Rompin District is a large district and has a large area of forest reserve which is 1,334 square kilometers or 25 percent of the total area of this district. These forest reserves are concentrated in the northern and western parts of the district while mangrove swamp forests are concentrated in the water area of the district.[1] Rompin District also has several islands in its waters such as Tioman Island, Tulai Island, Sembilang Island, Seri Buat Island, Aceh Island, Layak Island and Labas Island.

=== Climate ===
The climate in this area is an equatorial climate (Af).[2] The average temperature is 26.58 °C (79.8 °F). May is the hottest month in the region with temperatures reaching 27.3 °C (81.1 °F). December and January are categorized as the coldest months with temperatures of 25.8 °C (78.4 °F).[2] The average precipitation in Rompin is 2625.9 millimeters per year. December is the month with the highest precipitation with 581 millimeters while the lowest month is February with 111.4 millimeters.[2]

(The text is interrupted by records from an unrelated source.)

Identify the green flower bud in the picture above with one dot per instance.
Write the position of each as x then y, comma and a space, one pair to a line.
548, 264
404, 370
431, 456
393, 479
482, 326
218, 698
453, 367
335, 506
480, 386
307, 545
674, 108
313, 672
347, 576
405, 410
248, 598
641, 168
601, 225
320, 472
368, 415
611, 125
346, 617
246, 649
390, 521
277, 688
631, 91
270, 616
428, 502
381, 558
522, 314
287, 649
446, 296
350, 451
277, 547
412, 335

Climate data for Rompin (2009-2019)
| Month | Jan | Feb | Mar | Apr | May | Jun | Jul | Aug | Sep | Oct | Nov | Dec | Year |
| Daily mean °C (°F) | 25.8 (78.4) | 26.4 (79.5) | 26.8 (80.2) | 27.2 (81.0) | 27.3 (81.1) | 27.2 (81.0) | 26.8 (80.2) | 26.7 (80.1) | 26.5 (79.7) | 26.4 (79.5) | 26.0 (78.8) | 25.8 (78.4) | 26.6 (79.8) |
| Average precipitation mm (inches) | 288.3 (11.35) | 111.4 (4.39) | 159.5 (6.28) | 147.2 (5.80) | 179.0 (7.05) | 142.5 (5.61) | 142.8 (5.62) | 172.7 (6.80) | 171.5 (6.75) | 216.5 (8.52) | 313.5 (12.34) | 581.0 (22.87) | 2,625.9 (103.38) |
Source: ClimateCharts

== Federal Parliament and State Assembly Seats ==
List of Rompin district representatives in the Federal Parliament (Dewan Rakyat)

| Parliament | Seat Name | Member of Parliament | Party |
|---|---|---|---|
| P91 | Rompin | Abdul Khalib Abdullah | Perikatan Nasional (BERSATU) |

List of Rompin district representatives in the State Legislative Assembly of Pahang

| State | Seat Name | State Assemblyman | Party |
|---|---|---|---|
| N40 | Bukit Ibam | Nazri Ahmad | Perikatan Nasional (PAS) |
| N41 | Muadzam Shah | Razali Kassim | Barisan Nasional (UMNO) |
| N42 | Tioman | Mohd Johari Hussain | Barisan Nasional (UMNO) |

==Transportation==

===Land===
Federal Route 3 is the main thoroughfare through this constituency. Southwards it goes all the way to Johor Bahru; northwards it leads first to the royal capital Pekan, then the state capital Kuantan, then through Kuala Terengganu and Kota Bharu. Federal Route 63 is another important route for the constituency; it begins at the junction with highway Federal Route 3 near Kuala Rompin, runs through Bandar Muadzam Shah before ending at Bukit Ibam.

===Public transport===
As with most of eastern Pahang, KTM Intercity does not serve Rompin. rapidKuantan buses also do not serve this constituency at this stage.

=== Air transport ===
The Lanjut Airstrip is located within the district, adjacent to the Lanjut Beach and Golf Resort. It does not have any scheduled flights, and primarily serves for recreational or private use.

==Prominent residents==
- Jamaluddin Jarjis – former Ambassador of Malaysia to the United States, former Malaysian government minister, late Member of Parliament for Rompin.